Every fiction writer in history has probably been annoyed by how much more power a “true story” seems to have. But that’s the deal we make: we admit up front that our tale isn’t true, then we desperately try to make it as authentic as possible. Doing it the other way around—claiming to have a true story and filling it with fiction—that just pisses me off. Storytelling? A new art form? Give me a break. When you agree to the deal, then you can be storytellers. Until then, you’re marketers.
(Personal note: I share Max's pet peeve about the free ride a "true story" gets, and I imagine that anyone who read A Million Little Pieces as a memoir rather than a novel can probably sympathize with the lonelygirl15 lonelyhearts. My annoyance over this gimmick accounts for my aversion to memoirs and to anything out of the Tom Wolfe "new journalism" movement: if something can't stand up as a work of historical scholarship or journalism, then I will read it as a novel. Accordingly, the only pseudo-fiction I've read and enjoyed in the past few years was The Devil In The White City, which was rigorous enough historically to let me enjoy the poetic license taken with the narrative account.)
Barry has hit the nail on the head: just because they weren't selling anything doesn't mean it's not marketing. lonelygirl15 is a proof of concept for viral sex-based marketing. (Is "sex-based marketing" redundant?) And it worked like a charm: Barry's post carries a pathetic quotation from one of lonelygirl15's ardent admirers who had corresponded with "her" via email and now feels personally betrayed. If the marketers had kept it up longer, they could have leveraged the LG15 brand to coax all kinds of things out of her "fans", including access to very personal information. Simson Garfinkel points out the risk of this kind of scam in his book Database Nation: his example deals with a chatbot impersonating a potential friend/sexual partner and gradually insinuating itself into its target's private life. Indeed, this kind of scam already exists on social networking sites like Friendster and MySpace; I myself used to occasionally receive messages from buxom young women who were new in town and wanted me to email them so we could party. And this, in turn, is just a refinement of the tried-and-true email scam, although plaintext is more suited to Nigerian millionaires than to dirty pretty things.

I'm not trying to pull a New York Times-style "Internet Scare" move here: I realize that the damsel-in-distress gambit is one of the oldest and most successful meatspace scams around. The Internet has simply made the scam much more effective, for the same reasons that spam is more effective than traveling salesmen: the pitch can be delivered to millions at a time, and the shill is protected from discovery and accountability by his or her physical remoteness.
For this reason, I expect to see a lot of lonelygirl15-style marketing in the future. The marketers will probably employ real models and actors (witting or unwitting) for their photo and video content. We will see a convergence of the email spam scam, the "reality" TV show, the virtual pop star, the fraudulent personal ad (see the recent Craigslist sex post controversy), blogger payola, astroturfing, and buzz marketing in this new hybrid form of fraud. It will be employed for rip-and-run attacks (identity theft, credit card fraud), product marketing, blackmail, malicious humiliation, political smears, and most insidiously, slow infiltration of people's private lives for surveillance and consumer profiling. Its effectiveness will depend on exploiting people's compassion, loneliness, curiosity, and friendliness. And it will produce a society of scarred, embittered, suspicious human beings.
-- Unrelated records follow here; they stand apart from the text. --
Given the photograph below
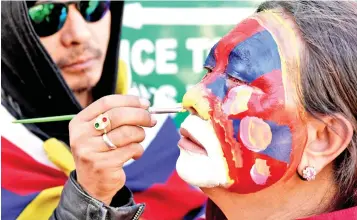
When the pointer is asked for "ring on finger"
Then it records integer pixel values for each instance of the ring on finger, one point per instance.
(101, 123)
(108, 142)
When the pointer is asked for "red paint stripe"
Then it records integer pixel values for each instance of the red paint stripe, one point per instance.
(240, 33)
(23, 175)
(172, 200)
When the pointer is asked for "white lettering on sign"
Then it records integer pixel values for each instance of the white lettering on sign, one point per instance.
(200, 48)
(165, 52)
(141, 67)
(145, 57)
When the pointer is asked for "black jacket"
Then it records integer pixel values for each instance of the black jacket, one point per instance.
(32, 86)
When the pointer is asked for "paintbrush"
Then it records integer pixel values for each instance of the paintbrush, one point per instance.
(152, 110)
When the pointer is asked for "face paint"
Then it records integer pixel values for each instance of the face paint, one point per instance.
(246, 98)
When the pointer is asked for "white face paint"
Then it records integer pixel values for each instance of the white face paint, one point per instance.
(202, 170)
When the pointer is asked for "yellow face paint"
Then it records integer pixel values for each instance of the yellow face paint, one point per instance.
(193, 98)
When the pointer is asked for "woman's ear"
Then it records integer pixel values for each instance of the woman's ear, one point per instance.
(328, 137)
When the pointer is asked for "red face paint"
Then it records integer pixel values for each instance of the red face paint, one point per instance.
(246, 95)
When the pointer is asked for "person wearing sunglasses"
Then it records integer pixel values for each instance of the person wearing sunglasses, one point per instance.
(60, 58)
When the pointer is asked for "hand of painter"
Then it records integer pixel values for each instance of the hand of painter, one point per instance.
(100, 168)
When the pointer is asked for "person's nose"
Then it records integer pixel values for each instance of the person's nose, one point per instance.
(196, 101)
(75, 30)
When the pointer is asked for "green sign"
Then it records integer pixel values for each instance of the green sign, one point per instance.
(164, 44)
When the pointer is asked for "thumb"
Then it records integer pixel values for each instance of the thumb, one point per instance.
(59, 154)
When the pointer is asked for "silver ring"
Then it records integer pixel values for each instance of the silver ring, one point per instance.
(108, 142)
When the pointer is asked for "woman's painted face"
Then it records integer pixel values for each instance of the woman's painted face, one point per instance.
(245, 132)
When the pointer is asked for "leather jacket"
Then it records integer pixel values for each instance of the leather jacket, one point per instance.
(76, 204)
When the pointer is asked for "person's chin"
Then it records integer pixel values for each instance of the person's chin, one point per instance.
(201, 162)
(198, 170)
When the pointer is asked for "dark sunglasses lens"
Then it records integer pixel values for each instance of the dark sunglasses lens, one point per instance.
(48, 18)
(93, 10)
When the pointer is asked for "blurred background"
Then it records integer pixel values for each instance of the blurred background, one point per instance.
(164, 44)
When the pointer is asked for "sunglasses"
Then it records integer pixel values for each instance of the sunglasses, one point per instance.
(48, 18)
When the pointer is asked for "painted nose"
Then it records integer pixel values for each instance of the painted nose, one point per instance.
(195, 100)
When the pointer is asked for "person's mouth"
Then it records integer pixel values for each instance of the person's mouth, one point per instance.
(189, 143)
(79, 65)
(81, 90)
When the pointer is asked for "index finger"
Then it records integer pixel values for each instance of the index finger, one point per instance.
(111, 101)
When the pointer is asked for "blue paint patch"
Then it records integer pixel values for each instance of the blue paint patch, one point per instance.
(158, 162)
(218, 87)
(236, 124)
(281, 144)
(210, 61)
(254, 57)
(13, 204)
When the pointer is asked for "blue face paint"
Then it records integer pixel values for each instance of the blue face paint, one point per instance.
(254, 57)
(210, 61)
(218, 87)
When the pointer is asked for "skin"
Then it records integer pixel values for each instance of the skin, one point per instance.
(99, 169)
(79, 42)
(271, 97)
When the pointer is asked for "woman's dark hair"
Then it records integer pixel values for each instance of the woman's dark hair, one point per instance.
(329, 75)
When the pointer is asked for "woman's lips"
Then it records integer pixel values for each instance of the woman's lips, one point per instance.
(189, 143)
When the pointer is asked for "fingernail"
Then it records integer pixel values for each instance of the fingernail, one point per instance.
(144, 103)
(153, 120)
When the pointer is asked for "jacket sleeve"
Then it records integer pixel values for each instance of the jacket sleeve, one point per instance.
(75, 203)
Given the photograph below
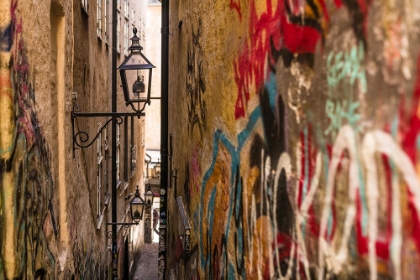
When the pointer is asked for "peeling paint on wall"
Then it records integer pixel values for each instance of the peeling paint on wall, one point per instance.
(29, 228)
(321, 176)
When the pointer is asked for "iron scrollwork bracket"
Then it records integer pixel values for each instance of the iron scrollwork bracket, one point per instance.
(81, 138)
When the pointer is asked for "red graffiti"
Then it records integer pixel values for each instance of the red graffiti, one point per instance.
(270, 29)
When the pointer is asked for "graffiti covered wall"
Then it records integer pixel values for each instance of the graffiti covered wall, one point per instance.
(37, 239)
(301, 120)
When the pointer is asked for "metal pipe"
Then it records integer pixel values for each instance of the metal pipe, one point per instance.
(164, 138)
(114, 142)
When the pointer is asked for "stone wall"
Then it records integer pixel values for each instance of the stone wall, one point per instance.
(295, 128)
(53, 215)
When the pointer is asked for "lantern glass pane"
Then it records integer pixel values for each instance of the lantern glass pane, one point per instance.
(138, 84)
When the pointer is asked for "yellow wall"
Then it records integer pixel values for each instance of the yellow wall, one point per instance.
(295, 127)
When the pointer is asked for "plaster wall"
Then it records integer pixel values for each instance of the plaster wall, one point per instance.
(295, 128)
(49, 222)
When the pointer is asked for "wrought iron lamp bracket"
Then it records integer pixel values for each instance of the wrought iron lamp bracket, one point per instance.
(110, 235)
(81, 138)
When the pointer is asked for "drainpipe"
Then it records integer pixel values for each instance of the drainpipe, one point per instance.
(164, 139)
(114, 142)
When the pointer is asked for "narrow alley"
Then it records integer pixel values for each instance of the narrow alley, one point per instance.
(147, 266)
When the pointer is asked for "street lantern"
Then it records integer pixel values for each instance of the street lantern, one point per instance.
(148, 196)
(137, 207)
(136, 76)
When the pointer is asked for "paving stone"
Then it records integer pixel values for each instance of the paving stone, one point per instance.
(147, 266)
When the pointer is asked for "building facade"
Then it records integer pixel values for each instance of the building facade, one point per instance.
(295, 129)
(56, 200)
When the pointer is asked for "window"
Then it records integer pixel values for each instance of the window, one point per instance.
(126, 37)
(99, 18)
(118, 175)
(99, 158)
(126, 8)
(133, 149)
(106, 170)
(85, 6)
(106, 20)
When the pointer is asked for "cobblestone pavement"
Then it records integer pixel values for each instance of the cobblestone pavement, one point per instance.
(147, 266)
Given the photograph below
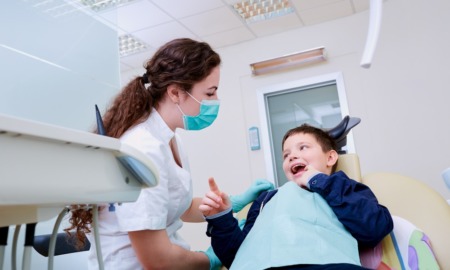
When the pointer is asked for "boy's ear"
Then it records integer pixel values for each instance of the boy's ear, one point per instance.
(332, 158)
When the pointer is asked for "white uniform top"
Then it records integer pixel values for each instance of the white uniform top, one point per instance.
(156, 208)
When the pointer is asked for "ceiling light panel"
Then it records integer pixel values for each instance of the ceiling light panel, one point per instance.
(129, 44)
(258, 10)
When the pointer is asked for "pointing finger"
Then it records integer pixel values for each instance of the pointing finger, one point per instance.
(213, 186)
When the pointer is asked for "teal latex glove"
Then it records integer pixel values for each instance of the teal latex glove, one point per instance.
(214, 262)
(240, 201)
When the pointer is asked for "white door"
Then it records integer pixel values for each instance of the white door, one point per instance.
(318, 101)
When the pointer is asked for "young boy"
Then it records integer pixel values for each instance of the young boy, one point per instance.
(316, 220)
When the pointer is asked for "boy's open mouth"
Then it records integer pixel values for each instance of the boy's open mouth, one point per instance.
(297, 167)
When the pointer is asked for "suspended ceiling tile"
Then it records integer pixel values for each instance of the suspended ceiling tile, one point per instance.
(187, 8)
(136, 16)
(230, 37)
(275, 25)
(158, 35)
(212, 22)
(326, 13)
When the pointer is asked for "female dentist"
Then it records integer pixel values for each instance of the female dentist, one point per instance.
(178, 90)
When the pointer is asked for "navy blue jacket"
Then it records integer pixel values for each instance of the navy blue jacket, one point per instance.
(354, 204)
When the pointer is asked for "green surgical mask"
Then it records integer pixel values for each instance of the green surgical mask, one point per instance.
(208, 113)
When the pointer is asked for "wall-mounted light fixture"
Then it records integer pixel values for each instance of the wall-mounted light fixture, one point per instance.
(289, 61)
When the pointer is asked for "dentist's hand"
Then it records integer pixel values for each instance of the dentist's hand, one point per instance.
(214, 201)
(308, 173)
(240, 201)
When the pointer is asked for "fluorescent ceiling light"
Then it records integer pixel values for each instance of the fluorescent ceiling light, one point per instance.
(259, 10)
(289, 61)
(128, 44)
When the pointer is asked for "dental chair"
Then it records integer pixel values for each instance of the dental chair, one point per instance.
(416, 209)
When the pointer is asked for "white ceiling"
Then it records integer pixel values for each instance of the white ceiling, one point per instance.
(157, 21)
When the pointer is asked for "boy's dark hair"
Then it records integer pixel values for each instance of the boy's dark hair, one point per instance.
(323, 138)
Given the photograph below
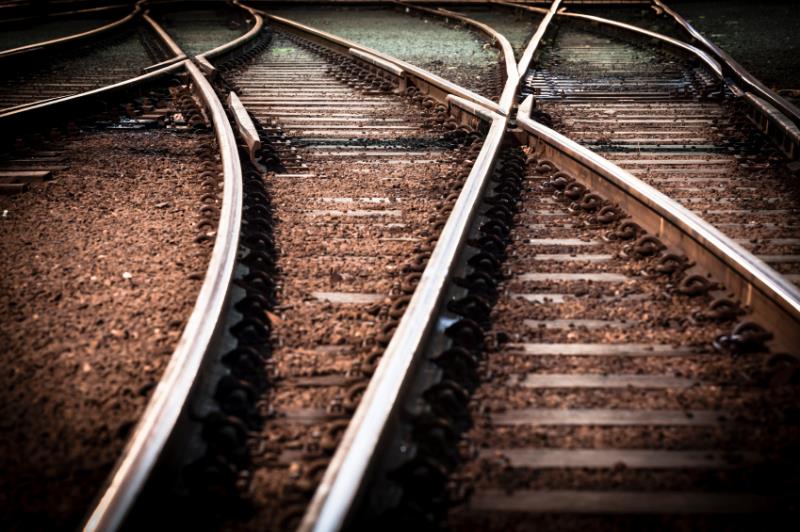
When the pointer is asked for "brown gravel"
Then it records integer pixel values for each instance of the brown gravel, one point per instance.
(95, 290)
(345, 224)
(755, 417)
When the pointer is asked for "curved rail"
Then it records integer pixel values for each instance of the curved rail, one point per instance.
(744, 77)
(255, 30)
(710, 62)
(45, 106)
(431, 81)
(170, 396)
(533, 44)
(341, 484)
(4, 54)
(508, 96)
(771, 297)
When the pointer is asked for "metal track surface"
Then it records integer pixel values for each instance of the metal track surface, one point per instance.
(354, 172)
(458, 316)
(670, 123)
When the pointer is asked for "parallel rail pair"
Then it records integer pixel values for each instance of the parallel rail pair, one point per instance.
(333, 503)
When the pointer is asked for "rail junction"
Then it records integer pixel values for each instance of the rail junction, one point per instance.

I've written before about the plastic nature of identity on the Internet and the willingness with which young people compromise their privacy online; both of these topics have been flogged to death by better writers than I. But it seems to me that the road from Mahir to lonelygirl15 is a particularly poignant allegory for the Internet's loss of innocence: the transformation of the Internet celebrity hoax from light-hearted joke to annoying publicity-grab to calculated marketing ploy.